Pero ésa es otra historia…
Treinta años después, Moebius retoma a su silencioso personaje tras su particular travesía del desierto llamada Inside Moebius, ya instaurado en el Olimpo de la historieta, sin necesidad de cambiar nada ni de llamar a la revolución. Sólo por el placer de volver a los enigmáticos paisajes de Tassili. Era lógico, tras Le Chasseur Deprimmé, el hiponótico regreso al universo del garaje hermético de Jerry Cornelius (inexplicablemente inédita todavía en castellano), el siguiente paso sólo podía ser éste. Sin embargo, en esas décadas han pasado muchas cosas y aquél personaje rebelde se ha dejado por el camino muchas cosas, como el silencio, la ortografía incierta y voluble y la improvisación. Arzak habla y protagoniza una historia de ciencia-ficción de corte clásico, deudora hasta límites sospechosos -de momento- de George Lucas.

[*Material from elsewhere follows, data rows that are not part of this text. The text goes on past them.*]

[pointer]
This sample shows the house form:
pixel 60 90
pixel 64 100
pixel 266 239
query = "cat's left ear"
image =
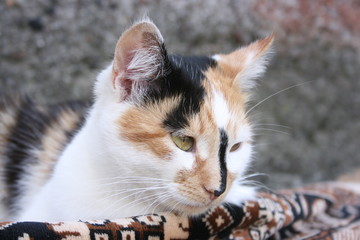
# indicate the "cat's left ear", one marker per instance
pixel 140 59
pixel 247 63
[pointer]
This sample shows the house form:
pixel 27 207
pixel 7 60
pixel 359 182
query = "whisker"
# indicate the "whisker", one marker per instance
pixel 274 94
pixel 271 130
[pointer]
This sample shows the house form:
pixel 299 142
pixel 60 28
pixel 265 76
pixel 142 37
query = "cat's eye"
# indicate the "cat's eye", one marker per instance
pixel 185 143
pixel 235 147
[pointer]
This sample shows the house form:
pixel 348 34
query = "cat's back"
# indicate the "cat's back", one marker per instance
pixel 32 137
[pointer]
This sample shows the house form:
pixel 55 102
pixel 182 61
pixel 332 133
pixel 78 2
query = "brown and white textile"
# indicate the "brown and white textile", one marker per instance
pixel 323 211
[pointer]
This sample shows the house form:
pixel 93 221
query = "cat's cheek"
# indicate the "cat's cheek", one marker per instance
pixel 238 161
pixel 182 160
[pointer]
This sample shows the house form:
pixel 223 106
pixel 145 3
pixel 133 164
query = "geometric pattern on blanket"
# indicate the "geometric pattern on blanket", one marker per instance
pixel 322 211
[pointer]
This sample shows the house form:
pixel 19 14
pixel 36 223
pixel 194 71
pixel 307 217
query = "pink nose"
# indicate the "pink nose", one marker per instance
pixel 214 194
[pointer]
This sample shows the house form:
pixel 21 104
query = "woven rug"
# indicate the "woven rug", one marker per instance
pixel 324 211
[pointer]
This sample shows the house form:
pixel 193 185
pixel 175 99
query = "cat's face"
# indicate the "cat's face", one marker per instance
pixel 181 121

Arzak llega a Tassili con espíritu de western crepuscular, aprovechando esa capacidad innata del dibujante para dar profundidad a sus viñetas de espacios abiertos (¡Pocos desiertos son tan inmensos como los que dibuja Moebius!), con diálogos de inspiración ochentera llenos de palabras inventadas a modo de retruécano con ínfulas tecnológicas. Todavía es pronto para juzgar una historia que se desarrollará durante tres álbumes, pero no se puede evitar cierto aroma a naftalina en la historia que plantea Moebius, que no deja de tener su atractivo. Para los que vivimos aquellos locos 80 de las revistas, la nueva singladura de Arzak tiene algo de encanto nostálgico pese (o gracias) a las continuas referencias starwarseras, llevada en volandas por la calidad gráfica de Moebius, que como décadas atrás vuelve a ser el centro absoluto de la obra. Es curioso cómo la dualidad Giraud/Moebius se mantiene pese al paso del tiempo, sólo hay que comparar las últimas entregas de Blueberry con este nuevo Arzak: se comparten, paradójicamente, escenarios y argumentos basales del western, en un caso literales, en otro proyectados a la ciencia-ficción, pero con estrategias narrativas diferenciadas. Mientras que Blueberry prima la acción, la profusión de viñetas para una narración rápida y un dibujo de cuidado barroquismo en el detalle, en Arzak las viñetas se amplían para dar espacio a un ritmo más pausado, con un trazo de línea limpia que da más protagonismo al color. Giraud/Moebius vuelve a mostrar una bicefalia perfectamente planificada, que pierde quizás el atractivo de la dualidad entre tradición y revolución que expresaba en los 70, pero mantiene el de su excelsa calidad gráfica.
Una lectura curiosa de momento, veremos cómo sigue la serie, pero que a mi entender tiene como principal problema el carisma de aquellas primeras cuatro entregas. Demasiado fundamentales, demasiado icónicas como para volver a ellas. Es cierto que Moebius se aparta de aquella línea, pero hay mitos que es mejor no tocar, dejarlos en el recuerdo para que sigan aumentando su leyenda.
Ya veremos…
Eso sí, espectacular la edición de Norma de este álbum, a gran formato, con exquisita reproducción (lástima que se haya quedado en el camino la primera edición que se lanzó del álbum en Francia, en blanco y negro).